The trial is part of twenty-six federal lawsuits filed by more than five hundred plaintiffs living near hog farms in Eastern North Carolina. The plaintiffs say that the farms’ waste-management systems, which consist of storing excess hog waste in open-air pits and then liquifying and spraying the remains onto nearby fields, has created viscous smells that negatively impact their health and quality of life.

The first lawsuit involves ten plaintiffs who live near Kinlaw Farm in Bladen County. In yesterday’s opening statements, an attorney for the plaintiffs said Smithfield refuses to implement new waste-management technology that would reduce odors and other consequences.

“People have complained for decades and Smithfield hasn’t done anything to change,” he said. “The neighbors were there first. They and their families have lived on this land for decades before this farm was built.”

He also mentioned a 1999 agreement in which Smithfield consented to eliminating the lagoon-to-sprayfield system in Missouri after the company was sued by the state’s Attorney General.

“No one has ever forced Smithfield to eliminate odor in North Carolina,” he said.

An attorney for Smithfield, meanwhile, argued that in the trial should focus exclusively on the farm in Kinlaw and should not discuss alternative waste-management technologies that have been implemented in other states or issues on other Murphy-Brown operated farms.
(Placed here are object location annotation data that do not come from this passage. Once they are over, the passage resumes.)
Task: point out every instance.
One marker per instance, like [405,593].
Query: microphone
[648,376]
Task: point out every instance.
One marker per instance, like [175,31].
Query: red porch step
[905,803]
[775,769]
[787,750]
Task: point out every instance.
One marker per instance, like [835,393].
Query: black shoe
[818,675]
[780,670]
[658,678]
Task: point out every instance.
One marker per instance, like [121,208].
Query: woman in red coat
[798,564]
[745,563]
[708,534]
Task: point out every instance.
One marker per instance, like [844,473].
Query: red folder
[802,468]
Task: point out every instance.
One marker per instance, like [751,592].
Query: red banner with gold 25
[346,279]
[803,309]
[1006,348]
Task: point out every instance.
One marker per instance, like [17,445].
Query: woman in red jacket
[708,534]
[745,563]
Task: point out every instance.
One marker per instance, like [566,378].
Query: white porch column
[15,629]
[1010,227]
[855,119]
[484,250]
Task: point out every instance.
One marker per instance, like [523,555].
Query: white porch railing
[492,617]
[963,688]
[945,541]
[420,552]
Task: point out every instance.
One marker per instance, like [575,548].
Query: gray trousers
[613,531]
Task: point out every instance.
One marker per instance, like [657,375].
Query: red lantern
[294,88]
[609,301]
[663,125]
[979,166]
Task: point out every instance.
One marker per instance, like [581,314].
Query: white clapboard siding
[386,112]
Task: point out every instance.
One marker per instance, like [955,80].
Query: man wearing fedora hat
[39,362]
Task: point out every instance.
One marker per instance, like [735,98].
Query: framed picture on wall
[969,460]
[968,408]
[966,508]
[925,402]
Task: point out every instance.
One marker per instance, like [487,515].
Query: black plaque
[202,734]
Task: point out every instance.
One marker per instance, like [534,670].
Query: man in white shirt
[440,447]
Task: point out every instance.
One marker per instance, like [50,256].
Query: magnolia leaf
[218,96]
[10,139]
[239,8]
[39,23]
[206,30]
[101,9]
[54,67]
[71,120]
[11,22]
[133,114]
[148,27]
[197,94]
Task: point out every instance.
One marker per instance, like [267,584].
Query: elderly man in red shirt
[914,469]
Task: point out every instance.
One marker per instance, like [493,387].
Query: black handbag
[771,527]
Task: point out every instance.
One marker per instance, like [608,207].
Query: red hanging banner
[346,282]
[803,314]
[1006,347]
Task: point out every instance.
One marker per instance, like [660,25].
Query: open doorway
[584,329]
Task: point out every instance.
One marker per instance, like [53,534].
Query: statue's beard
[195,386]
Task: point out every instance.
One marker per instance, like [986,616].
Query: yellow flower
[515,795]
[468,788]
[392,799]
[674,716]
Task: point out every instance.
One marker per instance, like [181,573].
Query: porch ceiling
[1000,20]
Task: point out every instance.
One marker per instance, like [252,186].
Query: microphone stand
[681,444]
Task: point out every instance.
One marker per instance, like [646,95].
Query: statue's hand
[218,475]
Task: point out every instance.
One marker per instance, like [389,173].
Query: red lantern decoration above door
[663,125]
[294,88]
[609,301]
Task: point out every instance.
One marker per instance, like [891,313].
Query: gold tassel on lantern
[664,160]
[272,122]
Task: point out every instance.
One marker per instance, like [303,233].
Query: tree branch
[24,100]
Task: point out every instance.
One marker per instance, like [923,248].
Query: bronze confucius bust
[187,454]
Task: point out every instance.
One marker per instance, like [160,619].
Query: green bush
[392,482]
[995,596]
“Why is it that that want to talk about all that other stuff but not about what his lawsuit is about?” He asked. He implied


the plaintiffs in the case are being manipulated by “out of state people with an agenda”; said the neighbors never raised issues about the odors at Kinlaw before the lawsuit was filed; and argued that the land around the farm has become more valuable over the years.

“They’re not asking to cover lagoons or shut down the farms,” he said. “They’re asking for money.”

The attorney representing the plaintiffs said Judge W. Earl Britt will likely ask jurors: “Did Smithfield substantially and unreasonably interfere with the neighbors’ use and enjoyment of their property?”